New York, January 26, 2026, 10:03 EST — Regular session
- SanDisk shares fell about 1.5% in morning trade, lagging gains in some storage peers.
- Morgan Stanley and Cantor Fitzgerald lifted price targets on the stock in Monday research notes.
- Investors now turn to SanDisk’s Jan. 29 results for clues on flash-memory pricing and guidance.
SanDisk shares were down about 1.5% at $466.69 on Monday morning, after swinging between $454.79 and $478.69 earlier in the session.
The dip lands after a sharp run that has left the stock trading on expectations, not patience. With earnings due this week, even small shifts in outlook can move the price fast.
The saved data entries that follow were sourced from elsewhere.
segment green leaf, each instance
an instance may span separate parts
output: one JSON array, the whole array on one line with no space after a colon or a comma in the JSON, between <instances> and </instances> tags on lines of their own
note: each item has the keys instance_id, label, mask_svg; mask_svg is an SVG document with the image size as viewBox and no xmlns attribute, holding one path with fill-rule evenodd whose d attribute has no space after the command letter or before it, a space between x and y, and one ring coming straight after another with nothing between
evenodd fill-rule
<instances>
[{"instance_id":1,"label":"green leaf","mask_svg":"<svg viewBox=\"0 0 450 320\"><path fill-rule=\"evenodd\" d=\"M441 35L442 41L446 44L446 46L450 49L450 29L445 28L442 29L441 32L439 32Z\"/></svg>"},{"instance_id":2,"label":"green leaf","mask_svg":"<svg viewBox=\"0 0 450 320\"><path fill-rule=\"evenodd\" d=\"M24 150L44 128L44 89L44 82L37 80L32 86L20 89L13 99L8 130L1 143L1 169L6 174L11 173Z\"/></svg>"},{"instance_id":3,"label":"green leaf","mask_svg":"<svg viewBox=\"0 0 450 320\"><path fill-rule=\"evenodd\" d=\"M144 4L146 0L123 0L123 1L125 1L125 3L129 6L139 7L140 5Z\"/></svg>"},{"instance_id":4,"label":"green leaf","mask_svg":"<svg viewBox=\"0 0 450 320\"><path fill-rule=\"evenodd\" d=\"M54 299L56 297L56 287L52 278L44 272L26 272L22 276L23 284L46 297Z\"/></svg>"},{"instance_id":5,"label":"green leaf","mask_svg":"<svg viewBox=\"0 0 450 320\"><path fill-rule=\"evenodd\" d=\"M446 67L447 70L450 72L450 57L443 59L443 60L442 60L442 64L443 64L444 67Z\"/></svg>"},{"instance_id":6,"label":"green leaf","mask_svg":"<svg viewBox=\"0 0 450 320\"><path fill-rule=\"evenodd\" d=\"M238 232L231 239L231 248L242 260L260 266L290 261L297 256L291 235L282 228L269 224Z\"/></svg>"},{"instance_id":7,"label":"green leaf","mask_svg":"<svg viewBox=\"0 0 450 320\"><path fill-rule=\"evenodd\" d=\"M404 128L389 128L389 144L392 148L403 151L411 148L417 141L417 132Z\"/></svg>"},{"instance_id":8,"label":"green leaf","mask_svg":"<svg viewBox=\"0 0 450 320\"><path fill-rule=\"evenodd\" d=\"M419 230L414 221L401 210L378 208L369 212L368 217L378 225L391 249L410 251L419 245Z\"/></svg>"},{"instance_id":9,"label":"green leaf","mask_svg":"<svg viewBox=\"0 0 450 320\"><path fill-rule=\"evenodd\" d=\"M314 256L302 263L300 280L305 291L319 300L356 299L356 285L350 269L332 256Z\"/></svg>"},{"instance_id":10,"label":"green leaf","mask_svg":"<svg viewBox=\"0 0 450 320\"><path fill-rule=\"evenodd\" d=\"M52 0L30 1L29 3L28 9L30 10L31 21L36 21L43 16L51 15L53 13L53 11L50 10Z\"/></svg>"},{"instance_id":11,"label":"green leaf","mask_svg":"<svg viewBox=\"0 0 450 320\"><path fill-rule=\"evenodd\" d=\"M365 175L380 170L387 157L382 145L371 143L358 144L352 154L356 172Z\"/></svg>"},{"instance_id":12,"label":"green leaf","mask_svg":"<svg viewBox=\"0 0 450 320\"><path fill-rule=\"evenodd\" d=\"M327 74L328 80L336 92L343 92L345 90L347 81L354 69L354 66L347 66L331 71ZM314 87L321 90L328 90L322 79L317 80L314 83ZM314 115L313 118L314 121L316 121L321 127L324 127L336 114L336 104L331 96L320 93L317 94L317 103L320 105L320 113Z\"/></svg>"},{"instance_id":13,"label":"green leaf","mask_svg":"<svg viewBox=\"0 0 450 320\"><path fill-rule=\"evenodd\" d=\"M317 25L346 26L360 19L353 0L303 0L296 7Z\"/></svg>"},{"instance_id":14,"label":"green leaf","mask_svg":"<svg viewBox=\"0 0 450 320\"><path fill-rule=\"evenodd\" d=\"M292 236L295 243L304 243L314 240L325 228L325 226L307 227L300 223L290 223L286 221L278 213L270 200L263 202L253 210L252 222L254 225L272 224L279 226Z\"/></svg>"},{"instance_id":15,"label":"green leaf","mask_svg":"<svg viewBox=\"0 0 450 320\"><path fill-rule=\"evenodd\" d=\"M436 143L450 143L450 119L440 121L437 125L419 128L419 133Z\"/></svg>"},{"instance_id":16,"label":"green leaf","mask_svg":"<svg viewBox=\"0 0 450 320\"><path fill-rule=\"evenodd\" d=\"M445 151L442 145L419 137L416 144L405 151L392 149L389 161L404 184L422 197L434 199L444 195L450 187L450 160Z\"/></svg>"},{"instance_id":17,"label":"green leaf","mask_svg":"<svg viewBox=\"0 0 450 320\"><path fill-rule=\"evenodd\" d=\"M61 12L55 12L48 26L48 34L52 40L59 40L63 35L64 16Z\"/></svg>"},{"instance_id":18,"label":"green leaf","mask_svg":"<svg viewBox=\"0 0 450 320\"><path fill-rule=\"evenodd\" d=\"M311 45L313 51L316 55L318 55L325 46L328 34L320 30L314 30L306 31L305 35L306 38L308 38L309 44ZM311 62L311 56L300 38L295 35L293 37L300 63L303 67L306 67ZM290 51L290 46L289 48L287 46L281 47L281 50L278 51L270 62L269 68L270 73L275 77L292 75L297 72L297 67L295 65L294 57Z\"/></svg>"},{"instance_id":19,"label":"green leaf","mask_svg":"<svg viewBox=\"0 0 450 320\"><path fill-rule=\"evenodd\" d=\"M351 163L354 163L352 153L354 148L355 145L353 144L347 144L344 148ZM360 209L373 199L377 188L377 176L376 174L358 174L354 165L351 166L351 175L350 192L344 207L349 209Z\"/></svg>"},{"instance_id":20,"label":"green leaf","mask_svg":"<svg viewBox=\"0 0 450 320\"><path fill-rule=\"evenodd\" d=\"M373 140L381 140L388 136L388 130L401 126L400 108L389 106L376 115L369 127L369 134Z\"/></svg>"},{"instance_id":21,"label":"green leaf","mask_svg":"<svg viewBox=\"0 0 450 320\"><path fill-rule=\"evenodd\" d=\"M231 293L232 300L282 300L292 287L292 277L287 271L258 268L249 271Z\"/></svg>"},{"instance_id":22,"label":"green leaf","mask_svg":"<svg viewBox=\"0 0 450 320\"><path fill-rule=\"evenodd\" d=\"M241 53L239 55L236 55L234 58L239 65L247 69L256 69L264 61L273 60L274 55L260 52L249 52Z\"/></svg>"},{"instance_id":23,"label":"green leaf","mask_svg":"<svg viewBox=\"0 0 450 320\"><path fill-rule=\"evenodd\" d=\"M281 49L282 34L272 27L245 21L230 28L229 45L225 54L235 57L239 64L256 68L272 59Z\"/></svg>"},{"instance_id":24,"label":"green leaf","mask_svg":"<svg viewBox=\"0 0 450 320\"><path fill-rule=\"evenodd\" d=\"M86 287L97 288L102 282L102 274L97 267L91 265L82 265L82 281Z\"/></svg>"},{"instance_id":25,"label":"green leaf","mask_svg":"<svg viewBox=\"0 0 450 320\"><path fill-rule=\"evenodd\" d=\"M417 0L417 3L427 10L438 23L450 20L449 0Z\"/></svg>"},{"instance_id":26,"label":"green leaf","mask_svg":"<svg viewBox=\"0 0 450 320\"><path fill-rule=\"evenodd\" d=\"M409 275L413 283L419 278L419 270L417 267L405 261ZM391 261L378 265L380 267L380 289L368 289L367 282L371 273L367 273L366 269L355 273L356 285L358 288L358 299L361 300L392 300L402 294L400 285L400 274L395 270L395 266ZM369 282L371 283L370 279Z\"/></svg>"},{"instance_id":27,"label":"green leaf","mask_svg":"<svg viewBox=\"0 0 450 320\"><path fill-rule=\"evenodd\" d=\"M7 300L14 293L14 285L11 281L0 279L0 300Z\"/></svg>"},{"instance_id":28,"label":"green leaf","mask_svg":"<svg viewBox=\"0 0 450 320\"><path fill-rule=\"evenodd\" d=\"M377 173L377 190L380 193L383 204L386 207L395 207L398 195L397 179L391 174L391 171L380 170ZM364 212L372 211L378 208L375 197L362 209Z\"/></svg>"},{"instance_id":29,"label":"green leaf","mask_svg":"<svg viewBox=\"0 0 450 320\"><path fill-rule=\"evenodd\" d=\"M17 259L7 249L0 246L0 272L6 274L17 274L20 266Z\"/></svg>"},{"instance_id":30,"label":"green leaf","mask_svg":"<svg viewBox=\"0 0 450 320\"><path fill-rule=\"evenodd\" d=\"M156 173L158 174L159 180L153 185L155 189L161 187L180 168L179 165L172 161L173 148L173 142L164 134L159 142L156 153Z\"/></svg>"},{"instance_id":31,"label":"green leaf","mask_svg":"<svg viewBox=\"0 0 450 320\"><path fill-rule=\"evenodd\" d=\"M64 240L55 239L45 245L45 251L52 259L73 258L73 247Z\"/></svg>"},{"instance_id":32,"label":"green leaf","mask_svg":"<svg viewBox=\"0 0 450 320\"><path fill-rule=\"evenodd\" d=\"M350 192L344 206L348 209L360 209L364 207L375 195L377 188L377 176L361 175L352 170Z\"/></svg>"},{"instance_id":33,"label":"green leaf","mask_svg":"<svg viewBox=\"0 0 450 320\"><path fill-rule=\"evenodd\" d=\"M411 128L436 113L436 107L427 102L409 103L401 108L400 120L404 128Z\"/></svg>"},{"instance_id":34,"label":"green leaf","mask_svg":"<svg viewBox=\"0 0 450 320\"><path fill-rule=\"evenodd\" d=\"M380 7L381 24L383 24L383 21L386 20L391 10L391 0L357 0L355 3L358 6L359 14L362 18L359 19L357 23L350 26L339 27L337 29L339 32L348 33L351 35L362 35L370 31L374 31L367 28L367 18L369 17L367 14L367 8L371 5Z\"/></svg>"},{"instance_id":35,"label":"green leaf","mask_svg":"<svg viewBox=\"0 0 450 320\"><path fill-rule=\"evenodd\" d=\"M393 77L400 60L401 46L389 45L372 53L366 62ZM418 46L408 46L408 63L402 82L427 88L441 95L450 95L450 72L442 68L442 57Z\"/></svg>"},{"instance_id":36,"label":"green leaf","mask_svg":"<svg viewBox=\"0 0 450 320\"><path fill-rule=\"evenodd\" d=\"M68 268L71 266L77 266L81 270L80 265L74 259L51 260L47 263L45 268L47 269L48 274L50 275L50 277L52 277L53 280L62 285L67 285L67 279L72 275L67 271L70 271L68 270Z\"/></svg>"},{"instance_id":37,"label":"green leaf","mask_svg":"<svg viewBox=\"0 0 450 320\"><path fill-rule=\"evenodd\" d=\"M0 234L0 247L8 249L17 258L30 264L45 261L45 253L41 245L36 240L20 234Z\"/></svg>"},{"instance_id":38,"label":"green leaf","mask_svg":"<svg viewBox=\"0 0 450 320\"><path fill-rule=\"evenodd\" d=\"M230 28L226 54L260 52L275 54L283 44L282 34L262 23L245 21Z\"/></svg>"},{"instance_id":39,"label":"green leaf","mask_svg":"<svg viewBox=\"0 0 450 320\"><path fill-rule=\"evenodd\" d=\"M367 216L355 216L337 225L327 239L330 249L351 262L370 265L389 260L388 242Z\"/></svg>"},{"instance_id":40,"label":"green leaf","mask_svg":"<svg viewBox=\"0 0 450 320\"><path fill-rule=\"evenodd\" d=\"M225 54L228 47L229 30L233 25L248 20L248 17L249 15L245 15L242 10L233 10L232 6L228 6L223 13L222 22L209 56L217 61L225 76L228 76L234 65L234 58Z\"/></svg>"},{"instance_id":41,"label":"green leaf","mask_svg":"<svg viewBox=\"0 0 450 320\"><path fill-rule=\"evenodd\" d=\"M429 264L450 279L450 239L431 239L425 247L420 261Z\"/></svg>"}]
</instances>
Two bullish calls hit the tape before the bell. Morgan Stanley raised its price target on SanDisk to $483 from $273 and kept an “Overweight” rating, while Cantor Fitzgerald lifted its target to $550 from $300 and also reiterated “Overweight,” MT Newswires reported. Asktraders said the Morgan Stanley note leaned on stronger assumptions for NAND pricing, the flash-memory component that sits at the core of SanDisk’s products. (MarketScreener)
SanDisk’s move ran against parts of its neighborhood. Western Digital rose about 5.3% and Seagate gained roughly 5.5%, while Micron slipped about 2.2%.
The company is slated to report fiscal second-quarter results on Thursday, Jan. 29, and will host an earnings conference call at 1:30 p.m. Pacific time, it said. (Sandisk)
SanDisk began trading as a stand-alone company in February 2025 after completing its separation from Western Digital, the company said at the time. (Sandisk)
What matters now is the setup: investors want to hear whether pricing for NAND flash (a type of memory chip used in solid-state storage) is holding up, and whether demand tied to data centers and enterprise solid-state drives is still strong enough to justify the stock’s premium.
There is also a simpler force at work: crowding. A stock that has moved this much can fall on nothing more than traders taking money off the table.
But the risk runs both ways. If management’s forecast disappoints, or if comments hint at easing supply tightness and softer pricing, the stock could see another hard downdraft.
The next catalyst is Thursday’s results and the guidance that follows, with investors parsing every line on demand, pricing and the company’s view of the next quarter.